A year on, another leadership election, and I again decide that Labour really isn’t the party for me after all. There are predominantly two doubts I have about Corbyn; firstly, his code of ethics, and secondly his politics. I’m not saying that I support Owen Smith. I dislike his flip-flopping, his anti-democratic policy of another EU referendum and his obvious ‘socialist’ charade as much as the next lefty. Instead, I reject Labour as a whole.
When I talk about Corbyn’s ethics, I’m not referring to tenuous links blown up by the press, like welcoming somebody with extreme views as a ‘friend’. Lets get straight to the point: Iran is a highly authoritarian regime which executes Kurds and political activists amongst others. It has outlawed LGBTQ activity as well as persecuting minorities. By appearing on their state TV network five times for the reward of up to $5000 per go, he has compromised his supposedly unwavering code of ethics and given credibility to the state TV network, and therefore to the regime.
Furthermore, when Corbyn’s movement was accused of antisemitism, Shami Chakrabarti was commissioned to conduct a report into antisemitism in the party, which decided that antisemitism and other forms of racism were not rife within Labour.
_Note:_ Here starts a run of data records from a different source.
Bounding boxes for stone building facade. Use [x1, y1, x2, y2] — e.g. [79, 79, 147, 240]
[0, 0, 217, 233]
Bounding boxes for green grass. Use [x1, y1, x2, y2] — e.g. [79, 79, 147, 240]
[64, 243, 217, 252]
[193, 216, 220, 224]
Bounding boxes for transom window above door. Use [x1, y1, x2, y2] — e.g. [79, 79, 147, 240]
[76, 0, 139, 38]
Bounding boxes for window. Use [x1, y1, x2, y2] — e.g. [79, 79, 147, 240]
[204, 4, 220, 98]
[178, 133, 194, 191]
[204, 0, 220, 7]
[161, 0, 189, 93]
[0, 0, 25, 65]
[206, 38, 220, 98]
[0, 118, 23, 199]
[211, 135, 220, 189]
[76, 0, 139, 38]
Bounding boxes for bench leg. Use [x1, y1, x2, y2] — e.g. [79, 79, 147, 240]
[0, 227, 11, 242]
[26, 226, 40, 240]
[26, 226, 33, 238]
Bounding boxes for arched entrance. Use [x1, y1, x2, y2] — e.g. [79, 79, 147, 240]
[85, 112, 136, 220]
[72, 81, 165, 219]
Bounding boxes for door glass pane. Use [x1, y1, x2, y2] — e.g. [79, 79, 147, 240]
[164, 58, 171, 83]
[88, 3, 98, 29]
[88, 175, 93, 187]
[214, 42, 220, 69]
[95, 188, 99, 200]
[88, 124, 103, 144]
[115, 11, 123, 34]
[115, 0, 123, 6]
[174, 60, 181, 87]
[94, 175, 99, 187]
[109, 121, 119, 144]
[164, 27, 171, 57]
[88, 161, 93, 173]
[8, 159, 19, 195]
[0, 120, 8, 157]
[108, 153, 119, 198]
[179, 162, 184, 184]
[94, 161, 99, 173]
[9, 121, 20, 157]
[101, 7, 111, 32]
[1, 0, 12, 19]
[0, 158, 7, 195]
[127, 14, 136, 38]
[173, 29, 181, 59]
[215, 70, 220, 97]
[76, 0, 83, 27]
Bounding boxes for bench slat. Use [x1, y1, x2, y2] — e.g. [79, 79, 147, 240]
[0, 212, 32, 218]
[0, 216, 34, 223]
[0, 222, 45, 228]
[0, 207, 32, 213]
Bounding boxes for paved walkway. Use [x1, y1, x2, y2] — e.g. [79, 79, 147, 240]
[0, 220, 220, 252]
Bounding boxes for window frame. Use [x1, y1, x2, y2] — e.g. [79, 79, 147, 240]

Whether or not this is true, it is what happened next that makes me really doubt Corbyn; offering her a peerage. It’s not much different to the way the top Tories and Blairites have rewarded their allies. It reeks of hypocrisy seeing as he often calls for the abolishing of the Lords system. This sort of thing should just not happen in an open, transparent political system, and a politician should live by their their ideals.
But surely we can just forget about these two little blips? As the only socialist in mainstream politics, surely I have to support him over any of his rivals, right? Well, I proclaim that Corbyn is not actually a socialist at all… I am a socialist because I believe that people should have control of the business or industry that they work in. Corbyn’s policy is to re-nationalise the railways, the NHS, schools, and to tax the rich some more.
There are some good ideas here, but these are the policies of a social democrat. None of his policies really advocate for social ownership of their workplace. Nationalising the railways is a highly costly policy which would bring relatively few tenable benefits. More urgently, I want to see an end to the animal agricultural industry, responsible for at most 51% of greenhouse gas emissions, as well as destroying more rainforest, using more water and polluting more land, rivers and oceans than almost any other industry. I want to see shares in large, corrupt businesses that can not be held accountable to anyone moving into the hands of their employees. I want to see more direct democracy and a means for people to have their say more easily on what goes on in government. Corbyn will not deliver on these things, and so I conclude that Labour is not the right party for me after all.